Any company can use the Jarvis GPU-accelerated software stack and tools to create, deploy, and run conversational AI apps or services. Instead of building from scratch, developers fine-tune Jarvis models on their data to build services that run in under 300 milliseconds, compared to more than 20 seconds on CPU-only platforms.
Developers can tweak conversational AI models and train them with the Nvidia Neural Modules (NeMo) open source toolkit. The models can be trained on data (and vocabulary) that is unique to a product, customer base, or business. Finally, deploying Jarvis is as simple as executing a single command to download, set up, and run the entire application. Alternatively, individual services, such as speech, NLU, and others, can be deployed as software packages known as Helm charts within Kubernetes clusters.

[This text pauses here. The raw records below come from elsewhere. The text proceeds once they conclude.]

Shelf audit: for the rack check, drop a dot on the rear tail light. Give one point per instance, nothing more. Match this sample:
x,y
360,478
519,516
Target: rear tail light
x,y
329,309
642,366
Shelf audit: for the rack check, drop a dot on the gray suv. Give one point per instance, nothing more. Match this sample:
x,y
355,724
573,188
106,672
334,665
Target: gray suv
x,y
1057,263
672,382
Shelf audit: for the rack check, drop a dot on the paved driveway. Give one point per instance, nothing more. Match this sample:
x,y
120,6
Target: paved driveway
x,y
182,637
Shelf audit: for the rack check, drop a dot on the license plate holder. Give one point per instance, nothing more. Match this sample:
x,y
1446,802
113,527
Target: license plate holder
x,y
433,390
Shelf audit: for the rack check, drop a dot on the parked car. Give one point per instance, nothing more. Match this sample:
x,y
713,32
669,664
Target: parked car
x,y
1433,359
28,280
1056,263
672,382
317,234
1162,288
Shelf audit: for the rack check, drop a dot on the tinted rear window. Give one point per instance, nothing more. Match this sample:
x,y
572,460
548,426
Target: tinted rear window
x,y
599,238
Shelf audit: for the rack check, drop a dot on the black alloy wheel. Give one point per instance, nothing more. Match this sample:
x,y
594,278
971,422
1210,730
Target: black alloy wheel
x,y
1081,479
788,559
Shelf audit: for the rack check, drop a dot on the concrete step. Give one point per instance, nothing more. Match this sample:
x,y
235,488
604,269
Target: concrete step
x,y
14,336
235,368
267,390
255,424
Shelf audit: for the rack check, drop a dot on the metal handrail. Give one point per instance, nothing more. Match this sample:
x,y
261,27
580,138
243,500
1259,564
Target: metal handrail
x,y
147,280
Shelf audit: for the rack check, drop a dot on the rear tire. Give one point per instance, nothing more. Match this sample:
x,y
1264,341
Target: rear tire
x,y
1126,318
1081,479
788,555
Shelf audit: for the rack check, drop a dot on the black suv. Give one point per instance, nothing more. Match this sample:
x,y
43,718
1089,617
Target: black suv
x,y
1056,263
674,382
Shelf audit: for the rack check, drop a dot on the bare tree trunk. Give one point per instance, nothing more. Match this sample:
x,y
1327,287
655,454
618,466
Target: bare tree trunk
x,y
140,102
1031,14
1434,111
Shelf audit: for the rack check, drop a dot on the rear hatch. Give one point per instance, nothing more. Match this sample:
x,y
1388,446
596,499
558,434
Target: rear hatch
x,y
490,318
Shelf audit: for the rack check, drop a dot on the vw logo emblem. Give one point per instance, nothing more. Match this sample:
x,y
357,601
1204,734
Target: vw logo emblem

Advancements in conversational AI are making it possible for companies to build custom services across different industries, and not just to automate customer support. Nvidia’s Huang said he envisions a next-generation videoconferencing app where multiple people can speak at the same time, with closed captioning and a transcript of the conversation generated in real-time. That will happen not too far in the future, Huang assured.